Published on June 30, 2021 by Mikahila L.
Class is in session at the world’s first 3D-printed school. Located in Malawi, the school was built by 14Trees, a joint venture between Holcim and the UK’s CDC Group, using a BOD2 printer from Danish 3D construction robot printer company COBOD. The innovative application of 3D printing technology resulted in reduced cost, time, and materials traditionally expended when building schools and housing. Furthermore, the build also had an environmental footprint that was more than 50% less than traditional build methods. “I am very impressed by the new building – its durability and design provide the space and facilities that students did not have before. This school will attract more students, and those learners that had left will return to education,” says Juliana Kuphanga Chikandila, Primary Education Advisor, representing the Director of Education, Youth, and Sports in Malawi.

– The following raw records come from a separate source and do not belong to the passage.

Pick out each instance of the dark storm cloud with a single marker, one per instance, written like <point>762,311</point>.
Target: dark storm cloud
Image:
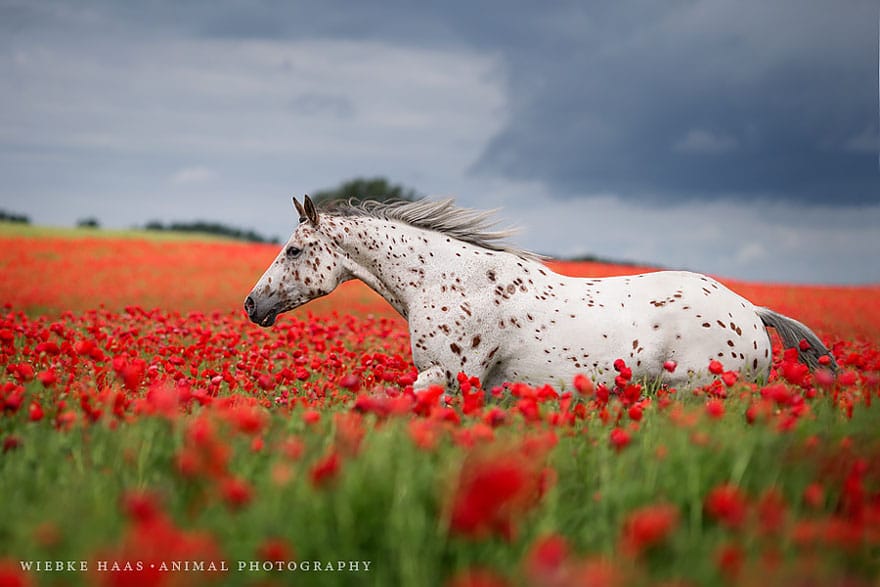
<point>668,100</point>
<point>703,99</point>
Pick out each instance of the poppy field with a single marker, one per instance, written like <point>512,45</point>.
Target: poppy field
<point>151,435</point>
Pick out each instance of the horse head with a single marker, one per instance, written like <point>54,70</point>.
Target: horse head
<point>307,267</point>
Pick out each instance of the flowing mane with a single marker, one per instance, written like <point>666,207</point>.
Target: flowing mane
<point>476,227</point>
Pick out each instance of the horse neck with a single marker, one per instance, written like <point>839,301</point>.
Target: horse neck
<point>391,257</point>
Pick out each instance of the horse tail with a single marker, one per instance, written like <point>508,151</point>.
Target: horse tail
<point>792,333</point>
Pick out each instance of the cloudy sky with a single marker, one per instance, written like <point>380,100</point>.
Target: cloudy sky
<point>738,138</point>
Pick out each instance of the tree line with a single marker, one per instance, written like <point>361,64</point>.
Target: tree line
<point>375,188</point>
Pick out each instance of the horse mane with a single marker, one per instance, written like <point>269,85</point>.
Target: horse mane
<point>476,227</point>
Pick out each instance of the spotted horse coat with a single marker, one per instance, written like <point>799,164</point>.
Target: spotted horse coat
<point>477,306</point>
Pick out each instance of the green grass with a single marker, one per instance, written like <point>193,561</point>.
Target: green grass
<point>387,506</point>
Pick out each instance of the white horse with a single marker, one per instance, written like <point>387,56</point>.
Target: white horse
<point>478,306</point>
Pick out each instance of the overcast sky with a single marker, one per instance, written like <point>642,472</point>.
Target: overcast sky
<point>738,138</point>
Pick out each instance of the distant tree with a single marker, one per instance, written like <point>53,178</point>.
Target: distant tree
<point>211,228</point>
<point>376,188</point>
<point>90,222</point>
<point>12,217</point>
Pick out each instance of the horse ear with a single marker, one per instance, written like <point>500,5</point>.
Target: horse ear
<point>300,210</point>
<point>311,211</point>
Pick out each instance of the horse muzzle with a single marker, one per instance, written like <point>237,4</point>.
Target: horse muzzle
<point>260,314</point>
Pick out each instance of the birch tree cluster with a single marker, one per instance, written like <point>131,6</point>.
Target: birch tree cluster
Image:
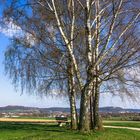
<point>80,48</point>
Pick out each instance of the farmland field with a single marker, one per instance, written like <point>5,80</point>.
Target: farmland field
<point>28,131</point>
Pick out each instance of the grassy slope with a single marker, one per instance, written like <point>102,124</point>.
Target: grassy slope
<point>123,123</point>
<point>11,131</point>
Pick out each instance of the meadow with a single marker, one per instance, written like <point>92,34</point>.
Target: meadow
<point>28,131</point>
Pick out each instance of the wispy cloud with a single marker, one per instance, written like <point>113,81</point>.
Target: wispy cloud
<point>10,29</point>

In alignment with the United Nations’ Sustainable Development Goals, which address the global challenges humanity faces, including poverty, inequality, climate change, and environmental degradation, the school was built with the goal of accelerating the provision of affordable housing and schools across the continent of Africa. Ultimately, this 3D-printed school highlights the potential for the application of 3D printing for education infrastructure globally. The new technology also brings about opportunities for local people to be trained as 3D machine operators and specialists, as well as the creation of highly skilled jobs.